The task in this case is to develop an uplift model that predicts the uplift for each voter. Uplift is defined as the increase in propensity to move one’s opinion in a Democratic direction. First, review the variables in Voter-Persuasion.csv and understand which data source they are probably coming from. Then, answer the following questions and perform the tasks indicated:

1. Overall, how well did the flyer do in moving voters in a Democratic direction? (Look at the target variable among those who got the flyer, compared to those who did not.)

2. Explore the data to learn more about the relationships between the pre- dictor variables and MOVED_AD using data visualization. Which of the predictors seem to have good predictive potential? Show supporting charts and/or tables.

3. Partition the data using the partition variable that is in the dataset, make decisions about predictor inclusion, and fit three predictive mod- els accordingly.

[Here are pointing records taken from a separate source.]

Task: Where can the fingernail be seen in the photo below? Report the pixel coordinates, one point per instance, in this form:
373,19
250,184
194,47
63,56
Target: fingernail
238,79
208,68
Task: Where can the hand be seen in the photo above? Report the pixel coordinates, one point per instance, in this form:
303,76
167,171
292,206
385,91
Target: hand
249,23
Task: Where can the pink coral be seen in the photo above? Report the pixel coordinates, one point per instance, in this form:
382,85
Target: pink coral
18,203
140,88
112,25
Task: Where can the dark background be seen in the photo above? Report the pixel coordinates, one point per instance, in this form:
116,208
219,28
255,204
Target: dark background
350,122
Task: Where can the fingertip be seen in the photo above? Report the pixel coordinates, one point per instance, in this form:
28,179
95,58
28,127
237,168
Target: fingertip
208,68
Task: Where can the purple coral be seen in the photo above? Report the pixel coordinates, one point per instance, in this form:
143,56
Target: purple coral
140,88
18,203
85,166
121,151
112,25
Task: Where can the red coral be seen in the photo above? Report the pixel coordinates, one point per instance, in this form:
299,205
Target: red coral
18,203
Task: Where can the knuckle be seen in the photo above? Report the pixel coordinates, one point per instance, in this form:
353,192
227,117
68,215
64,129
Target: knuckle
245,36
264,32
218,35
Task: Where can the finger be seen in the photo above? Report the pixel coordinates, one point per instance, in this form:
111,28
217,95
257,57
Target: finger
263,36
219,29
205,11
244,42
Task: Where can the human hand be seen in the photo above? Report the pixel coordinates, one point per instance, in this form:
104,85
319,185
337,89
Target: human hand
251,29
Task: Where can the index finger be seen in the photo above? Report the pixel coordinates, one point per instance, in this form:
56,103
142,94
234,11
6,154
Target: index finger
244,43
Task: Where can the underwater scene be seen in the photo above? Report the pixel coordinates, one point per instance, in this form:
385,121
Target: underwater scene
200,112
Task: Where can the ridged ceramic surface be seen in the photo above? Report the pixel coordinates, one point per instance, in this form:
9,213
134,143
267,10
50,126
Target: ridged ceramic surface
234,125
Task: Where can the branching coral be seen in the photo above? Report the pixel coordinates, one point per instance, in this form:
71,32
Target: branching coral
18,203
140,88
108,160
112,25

For each model, give sufficient detail about the method used, its parameters, and the predictors used, so that your results can be replicated.

4. Among your three models, choose the best one in terms of predictive power. Which one is it? Why did you choose it?

5. Using your chosen model, report the propensities for the first three records in the validation set.

6. Create a derived variable that is the opposite of Flyer. Call it Flyer-reversed. Using your chosen model, re-score the validation data using the Flyer- reversed variable as a predictor, instead of Flyer. Report the propensities for the first three records in the validation set.

7. For each record, uplift is computed based on the following difference:

P(success | Flyer = 1) − P(success | Flyer = 0)

Compute the uplift for each of the voters in the validation set, and report the uplift for the first three records.

8. If a campaign has the resources to mail the flyer only to 10% of the voters, what uplift cutoff should be used?